Das kann ich nicht so leicht beantworten. Es gab einige Jahre, in denen wir mindestens genau so stark waren wie jetzt. Außerdem ist es nie leicht, verschiedene Jahre zu vergleichen, wenn man das Rückgrat des Teams so weit wie möglich zusammenhält. Und genau das ist einer unserer Erfolgsfaktoren. Fest steht allerdings, dass das Team von 2019/2020 stets Bestleistungen gezeigt hat, wenn es darauf ankam. Das war alles andere als leicht, insbesondere wenn man den neuen Austragungsmodus der Champions League bedenkt (ab dem Viertelfinale mit nur jeweils einem Spiel). Wir haben es geschafft, stets effizient zu spielen und Fallen zu vermeiden.

Nur selten war ein Team im Fussball derart dominant. Haben Sie den Eindruck, dass vielen Leuten gar nicht wirklich klar ist, wie unglaublich die Leistungen des Teams sind?

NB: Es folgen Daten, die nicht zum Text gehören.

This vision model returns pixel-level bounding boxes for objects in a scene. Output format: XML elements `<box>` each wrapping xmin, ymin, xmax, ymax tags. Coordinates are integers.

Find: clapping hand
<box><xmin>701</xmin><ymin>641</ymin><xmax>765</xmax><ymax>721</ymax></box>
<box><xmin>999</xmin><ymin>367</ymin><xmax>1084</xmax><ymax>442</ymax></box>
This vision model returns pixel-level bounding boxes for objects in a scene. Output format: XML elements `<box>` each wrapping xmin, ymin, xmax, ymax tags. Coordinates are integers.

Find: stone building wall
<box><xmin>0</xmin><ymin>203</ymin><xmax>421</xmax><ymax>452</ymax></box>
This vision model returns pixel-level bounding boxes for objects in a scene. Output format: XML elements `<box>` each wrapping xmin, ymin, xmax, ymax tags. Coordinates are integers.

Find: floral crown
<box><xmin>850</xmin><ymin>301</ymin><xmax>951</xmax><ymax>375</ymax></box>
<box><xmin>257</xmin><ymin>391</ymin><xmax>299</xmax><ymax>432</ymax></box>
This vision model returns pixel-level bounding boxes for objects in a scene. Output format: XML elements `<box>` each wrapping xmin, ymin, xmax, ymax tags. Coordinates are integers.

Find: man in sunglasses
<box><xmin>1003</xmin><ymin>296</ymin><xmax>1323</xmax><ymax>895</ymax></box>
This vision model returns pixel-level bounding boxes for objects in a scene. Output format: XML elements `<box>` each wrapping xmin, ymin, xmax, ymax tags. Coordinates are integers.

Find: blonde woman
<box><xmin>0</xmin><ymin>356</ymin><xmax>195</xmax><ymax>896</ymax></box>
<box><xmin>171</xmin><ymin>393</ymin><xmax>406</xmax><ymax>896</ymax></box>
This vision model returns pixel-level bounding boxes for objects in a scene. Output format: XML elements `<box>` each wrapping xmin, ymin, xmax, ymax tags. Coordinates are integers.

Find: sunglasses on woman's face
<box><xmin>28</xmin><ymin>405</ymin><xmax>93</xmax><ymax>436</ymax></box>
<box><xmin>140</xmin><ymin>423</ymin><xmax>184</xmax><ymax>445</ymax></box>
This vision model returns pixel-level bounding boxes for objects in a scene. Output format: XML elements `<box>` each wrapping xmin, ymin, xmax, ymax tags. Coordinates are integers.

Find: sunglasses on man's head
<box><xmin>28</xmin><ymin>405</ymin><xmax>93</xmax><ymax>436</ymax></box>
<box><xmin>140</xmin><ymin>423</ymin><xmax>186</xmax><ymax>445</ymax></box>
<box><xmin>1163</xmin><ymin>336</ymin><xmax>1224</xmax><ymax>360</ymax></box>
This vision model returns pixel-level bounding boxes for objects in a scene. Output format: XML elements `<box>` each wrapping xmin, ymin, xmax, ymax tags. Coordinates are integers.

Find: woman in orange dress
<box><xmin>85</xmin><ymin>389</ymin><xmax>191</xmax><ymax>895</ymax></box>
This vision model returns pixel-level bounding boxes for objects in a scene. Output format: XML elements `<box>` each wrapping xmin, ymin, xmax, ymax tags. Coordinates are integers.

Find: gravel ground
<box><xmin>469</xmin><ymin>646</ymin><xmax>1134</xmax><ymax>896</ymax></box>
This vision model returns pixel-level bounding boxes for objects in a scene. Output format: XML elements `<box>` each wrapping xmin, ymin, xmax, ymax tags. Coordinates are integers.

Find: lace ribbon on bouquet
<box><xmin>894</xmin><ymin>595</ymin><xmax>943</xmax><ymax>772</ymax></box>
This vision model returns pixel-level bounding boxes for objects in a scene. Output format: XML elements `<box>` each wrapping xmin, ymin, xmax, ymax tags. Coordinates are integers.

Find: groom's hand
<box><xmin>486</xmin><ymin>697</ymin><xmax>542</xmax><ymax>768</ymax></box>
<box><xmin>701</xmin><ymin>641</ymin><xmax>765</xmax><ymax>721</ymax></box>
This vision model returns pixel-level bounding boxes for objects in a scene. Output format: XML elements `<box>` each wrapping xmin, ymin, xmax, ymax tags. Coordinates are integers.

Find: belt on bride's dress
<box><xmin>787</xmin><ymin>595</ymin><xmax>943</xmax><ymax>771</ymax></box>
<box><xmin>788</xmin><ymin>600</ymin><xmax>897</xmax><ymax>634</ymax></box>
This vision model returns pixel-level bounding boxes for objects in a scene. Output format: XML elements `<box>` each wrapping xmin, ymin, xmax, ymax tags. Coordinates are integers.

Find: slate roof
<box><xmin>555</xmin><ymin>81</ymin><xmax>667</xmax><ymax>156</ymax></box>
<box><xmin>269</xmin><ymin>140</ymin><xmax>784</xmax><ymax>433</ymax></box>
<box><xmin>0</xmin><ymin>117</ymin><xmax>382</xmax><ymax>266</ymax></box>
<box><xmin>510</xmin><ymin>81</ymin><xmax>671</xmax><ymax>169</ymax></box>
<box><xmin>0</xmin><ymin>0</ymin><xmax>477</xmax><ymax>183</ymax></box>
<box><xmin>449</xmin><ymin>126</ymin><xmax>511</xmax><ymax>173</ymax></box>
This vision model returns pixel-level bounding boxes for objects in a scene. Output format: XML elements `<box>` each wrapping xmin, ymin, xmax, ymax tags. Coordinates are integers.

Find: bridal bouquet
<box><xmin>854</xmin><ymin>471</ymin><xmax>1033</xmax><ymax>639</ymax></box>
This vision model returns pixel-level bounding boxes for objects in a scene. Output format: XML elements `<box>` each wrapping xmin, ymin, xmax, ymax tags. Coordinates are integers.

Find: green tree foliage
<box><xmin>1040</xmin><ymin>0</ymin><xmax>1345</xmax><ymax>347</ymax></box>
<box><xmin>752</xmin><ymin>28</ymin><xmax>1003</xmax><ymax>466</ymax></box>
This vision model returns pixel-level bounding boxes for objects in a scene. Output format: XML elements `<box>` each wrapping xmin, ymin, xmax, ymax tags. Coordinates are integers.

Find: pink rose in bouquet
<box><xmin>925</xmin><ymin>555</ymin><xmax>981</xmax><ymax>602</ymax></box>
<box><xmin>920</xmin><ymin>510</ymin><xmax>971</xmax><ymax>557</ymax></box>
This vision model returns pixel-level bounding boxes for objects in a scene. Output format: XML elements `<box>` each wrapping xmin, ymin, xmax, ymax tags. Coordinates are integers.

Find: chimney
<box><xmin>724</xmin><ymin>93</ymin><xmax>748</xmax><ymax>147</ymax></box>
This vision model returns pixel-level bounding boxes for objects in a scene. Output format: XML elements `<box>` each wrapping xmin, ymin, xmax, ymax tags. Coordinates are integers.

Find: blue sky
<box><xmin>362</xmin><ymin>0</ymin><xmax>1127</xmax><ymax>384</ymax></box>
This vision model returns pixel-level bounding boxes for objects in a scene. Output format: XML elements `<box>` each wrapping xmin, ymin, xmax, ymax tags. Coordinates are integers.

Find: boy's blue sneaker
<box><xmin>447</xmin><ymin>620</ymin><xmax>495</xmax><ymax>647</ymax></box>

Es stimmt jedenfalls, dass man nicht unbedingt sofort erkennt, dass die aktuellen Leistungen des Teams selbst für uns außergewöhnlich sind. Nicht wenige würden gern sehen, wie wir vom Sockel gestoßen werden. Das ist normal. Man will immer sehen, wie die Besten verdrängt und übertroffen werden! Die Konkurrenz wird stärker und stärker. Insofern stimmt es, dass Lyon nicht die Anerkennung erhält, die das Team verdient hätte.

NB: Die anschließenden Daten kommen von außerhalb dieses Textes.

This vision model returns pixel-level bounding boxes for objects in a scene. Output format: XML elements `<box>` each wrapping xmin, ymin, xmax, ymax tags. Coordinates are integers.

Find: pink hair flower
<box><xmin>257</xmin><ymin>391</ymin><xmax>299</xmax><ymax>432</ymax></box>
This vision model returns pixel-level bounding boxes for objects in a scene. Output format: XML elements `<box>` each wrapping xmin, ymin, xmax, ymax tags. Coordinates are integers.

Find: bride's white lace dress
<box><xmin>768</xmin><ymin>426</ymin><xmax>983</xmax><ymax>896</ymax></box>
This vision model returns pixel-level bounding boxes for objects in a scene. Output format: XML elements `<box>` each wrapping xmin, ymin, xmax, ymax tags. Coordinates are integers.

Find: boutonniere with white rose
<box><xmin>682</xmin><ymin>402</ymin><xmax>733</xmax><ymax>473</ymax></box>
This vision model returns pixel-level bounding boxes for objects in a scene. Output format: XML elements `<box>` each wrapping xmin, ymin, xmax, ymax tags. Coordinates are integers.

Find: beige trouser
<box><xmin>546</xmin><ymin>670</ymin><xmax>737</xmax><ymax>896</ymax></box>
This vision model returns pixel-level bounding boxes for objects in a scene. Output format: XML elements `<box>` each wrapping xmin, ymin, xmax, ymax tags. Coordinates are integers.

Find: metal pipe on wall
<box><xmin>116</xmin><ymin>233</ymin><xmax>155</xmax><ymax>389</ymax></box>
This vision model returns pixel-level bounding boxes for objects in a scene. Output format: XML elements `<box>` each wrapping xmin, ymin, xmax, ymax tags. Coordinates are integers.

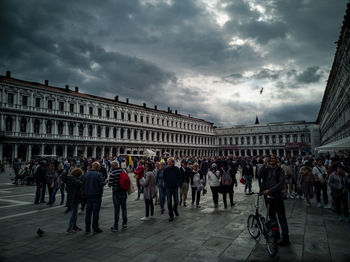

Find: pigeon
<box><xmin>36</xmin><ymin>228</ymin><xmax>44</xmax><ymax>237</ymax></box>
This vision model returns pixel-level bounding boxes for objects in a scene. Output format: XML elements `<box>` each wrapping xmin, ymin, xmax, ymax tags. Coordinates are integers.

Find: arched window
<box><xmin>88</xmin><ymin>125</ymin><xmax>92</xmax><ymax>137</ymax></box>
<box><xmin>68</xmin><ymin>123</ymin><xmax>74</xmax><ymax>136</ymax></box>
<box><xmin>34</xmin><ymin>119</ymin><xmax>40</xmax><ymax>134</ymax></box>
<box><xmin>105</xmin><ymin>126</ymin><xmax>109</xmax><ymax>137</ymax></box>
<box><xmin>6</xmin><ymin>116</ymin><xmax>12</xmax><ymax>131</ymax></box>
<box><xmin>46</xmin><ymin>120</ymin><xmax>52</xmax><ymax>134</ymax></box>
<box><xmin>78</xmin><ymin>124</ymin><xmax>84</xmax><ymax>136</ymax></box>
<box><xmin>21</xmin><ymin>117</ymin><xmax>27</xmax><ymax>133</ymax></box>
<box><xmin>97</xmin><ymin>126</ymin><xmax>101</xmax><ymax>137</ymax></box>
<box><xmin>57</xmin><ymin>121</ymin><xmax>63</xmax><ymax>135</ymax></box>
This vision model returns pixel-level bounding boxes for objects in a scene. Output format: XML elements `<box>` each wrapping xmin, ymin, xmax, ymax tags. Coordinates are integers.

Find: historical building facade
<box><xmin>317</xmin><ymin>4</ymin><xmax>350</xmax><ymax>147</ymax></box>
<box><xmin>216</xmin><ymin>121</ymin><xmax>319</xmax><ymax>156</ymax></box>
<box><xmin>0</xmin><ymin>71</ymin><xmax>216</xmax><ymax>162</ymax></box>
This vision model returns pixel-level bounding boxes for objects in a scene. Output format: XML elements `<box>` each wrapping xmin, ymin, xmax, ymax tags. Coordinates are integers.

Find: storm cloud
<box><xmin>0</xmin><ymin>0</ymin><xmax>347</xmax><ymax>126</ymax></box>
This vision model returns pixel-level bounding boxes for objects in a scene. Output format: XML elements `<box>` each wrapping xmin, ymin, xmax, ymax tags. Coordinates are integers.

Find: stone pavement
<box><xmin>0</xmin><ymin>169</ymin><xmax>350</xmax><ymax>262</ymax></box>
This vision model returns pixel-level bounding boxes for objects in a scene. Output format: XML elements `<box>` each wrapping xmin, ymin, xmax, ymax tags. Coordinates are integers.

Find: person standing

Lyon rangiert seit nunmehr 14 Jahren stets ganz vorn an der Spitze der französischen Liga. Worin liegt der Schlüssel zu dieser Beständigkeit?

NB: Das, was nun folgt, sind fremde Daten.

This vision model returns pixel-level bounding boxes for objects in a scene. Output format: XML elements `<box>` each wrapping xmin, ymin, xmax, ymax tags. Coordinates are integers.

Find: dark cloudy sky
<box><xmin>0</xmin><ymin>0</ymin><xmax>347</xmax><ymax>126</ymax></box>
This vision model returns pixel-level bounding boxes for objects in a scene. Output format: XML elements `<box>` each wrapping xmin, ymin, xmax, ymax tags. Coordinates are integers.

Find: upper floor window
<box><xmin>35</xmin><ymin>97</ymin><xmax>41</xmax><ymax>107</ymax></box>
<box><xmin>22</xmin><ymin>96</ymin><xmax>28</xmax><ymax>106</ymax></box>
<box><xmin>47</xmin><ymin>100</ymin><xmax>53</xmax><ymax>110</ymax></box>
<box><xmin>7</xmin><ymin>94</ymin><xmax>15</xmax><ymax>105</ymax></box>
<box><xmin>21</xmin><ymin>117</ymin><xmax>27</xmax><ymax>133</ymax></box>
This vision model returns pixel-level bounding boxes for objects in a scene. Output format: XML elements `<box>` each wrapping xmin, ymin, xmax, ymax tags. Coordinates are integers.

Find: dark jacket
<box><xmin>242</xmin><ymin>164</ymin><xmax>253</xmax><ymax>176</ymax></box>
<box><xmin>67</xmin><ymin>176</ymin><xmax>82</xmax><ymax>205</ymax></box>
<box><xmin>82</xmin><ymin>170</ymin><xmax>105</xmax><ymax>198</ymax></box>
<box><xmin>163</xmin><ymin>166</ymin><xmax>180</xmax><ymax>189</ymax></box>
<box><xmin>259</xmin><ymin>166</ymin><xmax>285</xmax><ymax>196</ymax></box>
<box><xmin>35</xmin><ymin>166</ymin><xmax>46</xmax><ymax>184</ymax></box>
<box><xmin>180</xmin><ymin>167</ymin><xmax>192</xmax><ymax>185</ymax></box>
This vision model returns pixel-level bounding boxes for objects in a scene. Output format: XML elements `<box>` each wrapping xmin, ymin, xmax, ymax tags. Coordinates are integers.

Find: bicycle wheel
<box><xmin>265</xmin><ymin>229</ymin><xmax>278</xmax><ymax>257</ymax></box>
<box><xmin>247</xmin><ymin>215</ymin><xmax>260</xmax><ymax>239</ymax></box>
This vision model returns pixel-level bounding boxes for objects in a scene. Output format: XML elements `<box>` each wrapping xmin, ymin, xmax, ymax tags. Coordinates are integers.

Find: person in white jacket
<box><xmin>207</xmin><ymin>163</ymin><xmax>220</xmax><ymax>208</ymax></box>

Das Sieger-Gen gehört bei diesem Klub einfach dazu. Wir wollen einfach jedes Spiel gewinnen, selbst jedes Trainingsspiel. Der beständige Wille, uns selbst zu übertreffen, hält uns an der Spitze. Wir werden des Erfolgs nie überdrüssig und wir hassen Niederlagen. Ich denke, die Spielerinnen hassen Niederlagen noch mehr, als sie Siege genießen. Bei mir selbst ist es auf jeden Fall so.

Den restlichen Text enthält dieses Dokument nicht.